MARIOLA TÀRREGA CASTELLÓ
Subirse a un árbol en un parque público de Castelló puede suponer una multa de, como mínimo 750 euros, lo mismo cuesta que cualquier perro se arrime a beber a una de las muchas fuentes públicas. En cambio, no pasa nada si se reserva un espacio en la playa, antes de las ocho de la mañana, como sí que ocurre en Valencia donde este acto está multado con 750euros. Esto es lo que establece la Ordenanza de Convivencia Municipal, un documento que está siendo objeto de duras críticas en muchas ciudades del país.
La actual coyuntura económica ha provocado que muchos ayuntamientos endurezcan las sanciones por mal comportamiento de los ciudadanos, con la intención de recaudar más fondos para los consistorios.En el caso del Ayuntamiento de Castelló,la ordenanza se aprobó el año pasado. La gran mayoría de los ciudadanos desconoce el riesgo económico que supone realizar actos incívicos.

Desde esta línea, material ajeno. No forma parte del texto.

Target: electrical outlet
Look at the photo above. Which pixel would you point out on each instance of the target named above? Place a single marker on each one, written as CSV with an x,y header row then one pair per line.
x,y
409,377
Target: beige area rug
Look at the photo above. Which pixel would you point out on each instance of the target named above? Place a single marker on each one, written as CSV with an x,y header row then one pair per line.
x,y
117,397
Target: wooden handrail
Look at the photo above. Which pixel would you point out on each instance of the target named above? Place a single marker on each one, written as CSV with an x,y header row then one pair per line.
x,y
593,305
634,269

La consideración de actos incívicos varia de una ciudad a otra. Por ejemplo, en Castelló se sanciona con una multa grave (de 750 euros a 1500 euros) pisar el césped en zonas prohibidas o colocar carteles o pegatinas en espacios públicos y sin permiso del ayuntamiento. En cambio, la ordenanza municipal no prohíbe dormir en las playas de Castelló en período de baños, como sí que lo hace en Valencia donde, de nuevo se establecen elevadas multas para los infractores.
La ordenanza de convivencia establece que existen tres tipos de multas: leves, graves o muy graves. Las primeras suponen multas de hasta 750 euros, las segundas entre 750 y 1500 y las terceras a partir de 1500 euros hasta 3000. Las infracciones más comunes en Castelló son la venta de vehículos en la calle, gorrillas y grafitis son las infracciones ,según ha informado la policía local. Estas infracciones se suelen sancionar con multas graves. Sin embargo, no son éstas las más "peligrosas" para los ciudadanos. Bañarse en fuentes públicas, permitir que un perro beba en alguna de ellas o arrancar flores y plantas de parques puede "costar" como mínimo 750 euros. Exactamente supone la misma multa que realizar el denominado "botellón" en la calle. Orinar en las vías públicas de Castelló puede suponer hasta 1500 euros si se realiza en espacios de mayor concurrencia de gente, en edificios o monumentos protegidos o en sitios destinados a menores. A pesar de todo esto, la policía local recuerda que este tipo de multas no se suelen poner, pero mejor no descuidarse.